Even so, if you have a corrupt file in .DOC format, go ahead and give this program a shot since it’s free and it’s been around for a long time.
Recovery for Word
Recovery for Word costs $69, which is pretty steep, but works only all versions of Word from 95 to 2010. The demo will also recover a small portion of the file to help you decide whether to pay that much.
Once you install it, click on Start Recovery Wizard and then click Add Files.
Click Next and the program will remind you to backup the file before you try to recover it. Click Next and choose a location where you want to save the file. Lastly, click Start to begin the recovery process.
The program also gives you an assessment score from 1 to 3, the former being the least likely and the latter having the most chance of recovering data. In my case, I had a 1 out of 3 and my file was completely unreadable. This was good to know because I wouldn’t have to spend $70 to find that out later.
DocRepair costs $79 and works from Word 95 to Word 2010. It’s also fairly costly, but again, you can download the demo and check the preview to see whether any data can be recovered.
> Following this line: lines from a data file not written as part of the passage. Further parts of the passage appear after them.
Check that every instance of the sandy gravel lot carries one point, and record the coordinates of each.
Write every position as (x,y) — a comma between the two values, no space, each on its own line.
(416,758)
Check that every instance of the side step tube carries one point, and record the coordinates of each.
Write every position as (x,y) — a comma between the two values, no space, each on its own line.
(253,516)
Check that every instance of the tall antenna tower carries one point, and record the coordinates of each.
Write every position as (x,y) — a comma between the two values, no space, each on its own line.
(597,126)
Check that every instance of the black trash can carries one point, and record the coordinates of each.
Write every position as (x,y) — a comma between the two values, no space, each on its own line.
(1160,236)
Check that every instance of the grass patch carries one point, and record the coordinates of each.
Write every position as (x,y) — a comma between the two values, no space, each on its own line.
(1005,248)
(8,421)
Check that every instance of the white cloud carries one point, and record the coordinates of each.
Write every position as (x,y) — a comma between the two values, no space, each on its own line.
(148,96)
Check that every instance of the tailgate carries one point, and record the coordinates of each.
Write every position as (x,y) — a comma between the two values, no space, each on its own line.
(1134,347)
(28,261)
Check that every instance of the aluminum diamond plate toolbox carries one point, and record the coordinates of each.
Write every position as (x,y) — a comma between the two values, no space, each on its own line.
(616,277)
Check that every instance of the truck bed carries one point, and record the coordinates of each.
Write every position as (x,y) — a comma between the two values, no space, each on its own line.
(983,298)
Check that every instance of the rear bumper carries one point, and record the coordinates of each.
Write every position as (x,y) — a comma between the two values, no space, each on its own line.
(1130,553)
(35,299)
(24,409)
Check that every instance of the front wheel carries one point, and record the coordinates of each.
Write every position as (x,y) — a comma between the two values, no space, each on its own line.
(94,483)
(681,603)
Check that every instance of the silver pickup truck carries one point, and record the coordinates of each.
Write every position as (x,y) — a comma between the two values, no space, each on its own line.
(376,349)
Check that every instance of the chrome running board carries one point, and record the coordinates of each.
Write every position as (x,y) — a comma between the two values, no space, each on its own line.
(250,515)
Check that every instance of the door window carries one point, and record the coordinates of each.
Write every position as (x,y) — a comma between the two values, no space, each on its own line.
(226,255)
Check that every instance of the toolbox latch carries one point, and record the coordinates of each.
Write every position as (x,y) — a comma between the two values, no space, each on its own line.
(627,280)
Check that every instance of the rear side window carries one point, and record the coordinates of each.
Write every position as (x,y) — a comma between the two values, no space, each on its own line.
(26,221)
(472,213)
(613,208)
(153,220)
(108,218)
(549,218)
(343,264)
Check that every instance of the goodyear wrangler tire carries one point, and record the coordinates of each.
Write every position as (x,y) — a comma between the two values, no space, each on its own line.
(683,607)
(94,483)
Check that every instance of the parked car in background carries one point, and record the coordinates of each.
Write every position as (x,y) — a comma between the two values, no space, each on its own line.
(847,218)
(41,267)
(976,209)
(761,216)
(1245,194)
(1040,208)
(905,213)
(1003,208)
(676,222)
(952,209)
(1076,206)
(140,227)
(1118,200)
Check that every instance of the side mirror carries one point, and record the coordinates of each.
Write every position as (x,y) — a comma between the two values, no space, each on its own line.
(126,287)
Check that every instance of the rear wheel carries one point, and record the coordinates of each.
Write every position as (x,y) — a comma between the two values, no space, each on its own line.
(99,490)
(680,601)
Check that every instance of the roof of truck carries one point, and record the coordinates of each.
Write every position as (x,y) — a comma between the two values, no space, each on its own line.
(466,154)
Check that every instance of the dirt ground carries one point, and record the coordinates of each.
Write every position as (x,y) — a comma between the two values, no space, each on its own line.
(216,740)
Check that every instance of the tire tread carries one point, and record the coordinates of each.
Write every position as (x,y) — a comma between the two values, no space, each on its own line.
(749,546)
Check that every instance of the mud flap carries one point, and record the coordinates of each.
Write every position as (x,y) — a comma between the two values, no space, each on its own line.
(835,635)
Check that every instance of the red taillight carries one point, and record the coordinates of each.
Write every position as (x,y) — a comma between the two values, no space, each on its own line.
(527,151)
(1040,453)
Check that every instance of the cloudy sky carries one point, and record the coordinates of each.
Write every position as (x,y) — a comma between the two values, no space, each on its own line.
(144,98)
Once you install it and run it, click Browse and find the corrupt file. Click Next and don’t check any of the advanced options yet.
Click Next and the program will start to repair your document. Once it completes, it will show you a preview of any content it was able to retrieve. The demo version will replace recovered words with the word demo, so you have to pay to show the actual words.
If nothing shows up in the preview window or if something is missing, go back to Step 2 and check the Use salvage content retrieval mode box.
It will find more content, but it will also create more garbage characters. In my test, this program couldn’t recover anything from my corrupt file either.
Kernel for Word
Kernel for Word is only $49, so a bit cheaper than the other programs. Again, the demo version will attempt to recover some data from your file as proof that it actually works.
Once you install it, just click Add Files and then click Repair Files. It will ask you for a location to save the recovered files and then begin the recovery process. Again, this program failed when trying to recover text from my corrupt file.
To be fair, my file was purposely corrupted to the max. I wanted to test whether any program would be able to recover a severely damaged file. The answer was pretty much no, but hopefully your Word doc is nowhere near as messed up as mine. There are also a bunch of other paid programs out there you can try, just make sure to download the trial or demo before purchasing. Good luck!